The Afro-European summit held last November in Côte d’Ivoire gave the Maghreb countries the opportunity to present their points of view on the pending issues with their European counterparts. The two sides, the north and the south of the Mediterranean, have common problems, with different ideas on how to tackle them.
The migration issue is the most topical issue. Many European countries are worried, especially those bordering the Mediterranean directly, such as Spain and Italy, which have witnessed an unprecedented flow of migrants. But, if we look carefully, beyond the contingent urgency, this problem has been existent for several years: at least a decade, and the representatives of the two sides have been discussing it for a long time, without reaching a lasting and effective solution.
Adopted for some years now, the European approach to the migrant problem is to make the Maghreb states a sort of containment zone for those fleeing sub-Saharan nations. In other words, the Maghreb countries have been asked to become “gendarmes” instead of their European counterparts, in exchange for some symbolic financial aid. Even if some European countries have not spared the European funds allocated for this project, reality shows day by day that the migration phenomenon cannot be stopped by the mere installation of detention centres or pure repressive measures . The migration flow is so far reaching that the resources available to the Maghreb countries are not adequate to counter it effectively, bearing in mind that the situation in Africa continues to deteriorate. In simple terms, it’s like trying to empty the ocean with a spoon!
Algeria has tried everything possible to stop illegal immigration. Highly expensive rejection operations; long and often unsuccessful negotiations with the embassies of the countries from which migrants flee, clustering centres, strengthened border controls, especially after the deterioration of the situation in the Sahel, but still the migration flow has never been as serious as in recent times. As transit countries for sub-Saharan migrants, the Maghreb states have themselves become a host country, with thousands of irregular migrants, who move and who work illegally, often exploited. And, in addition to sub-Saharan citizens, it has also become the homeland of Maghreb migrants. From Morocco alone, there are about 250,000 migrants who have come to look for job opportunities across the border.
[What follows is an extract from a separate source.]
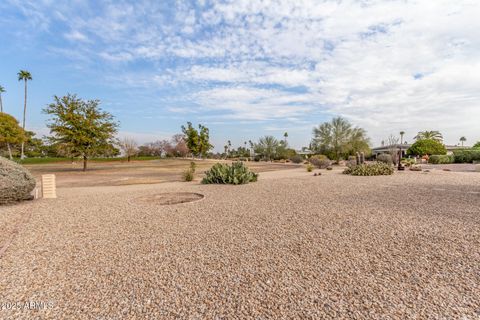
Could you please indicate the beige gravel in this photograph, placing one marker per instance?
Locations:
(289, 246)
Algeria has so far paid about 100 million dollars to manage this problem, but without managing to stop the flow of migrants or preventing the boats of death from heading to the south of Europe. It is clear that under such circumstances, the problem cannot be reduced to a matter of public order and police, because this will never be a solution. On the contrary, the development policies for sub-Saharan Africa, which give these economic immigrants the hope of a substantial improvement in their lives and of greater dignity, are suitable and therefore, most welcome.
The second pending issue is the security situation in the Maghreb and its neighbouring territories. Even here, despite bilateral cooperation agreements, there are still differences between Europeans and Africans. Issues like the French military intervention in Libya and in the north of Mali, and also the refusal of Algeria, for example, to intervene militarily outside its borders, both in Libya and in Mali, and the initiatives taken, outside of the African Union (UAE) and the European Union (EU) agreements, by some countries contribute in a certain way, to maintaining this climate of mutual distrust.
On the other hand, the efforts made by Algeria for the peaceful resolution of the Mali crisis through long and difficult discussions between the warring factions were short-circuited by the French military intervention. Also the project for the creation of an inter-forces major state of the Sahel countries, based in Tamanrasset, in southern Algeria, was placed in the closet by the creation, from Paris, of a G5 Sahel force. In this context Algeria, which had provided over $ 100 million in aid to the countries of the region, as part of the fight against terrorism, and which provided many training sessions for the benefit of its officers in the field, still refuses to be part of the African force created by France.
Finally, the economic question. The Maghreb countries expect even more from the European Union, especially in terms of direct investments, while now only trade exists between the two economic areas. European investments in this region of Africa are at their lowest according to these countries, who are eager to pull their economies out of their dependence on old systems that keep them at the mercy of fluctuations in global markets. The Maghreb countries dream of having their industrial fabrics able to create jobs and wealth, in order to give hope to their youth. They also dream of seeing their products placed on European markets: in particular, agricultural products that could provide them with some foreign currency.
The aforementioned “win-win” partnership is not yet on the agenda. The Maghreb is still perceived as a small market for European products which may only be appropriate as an alternative for European companies in difficulty.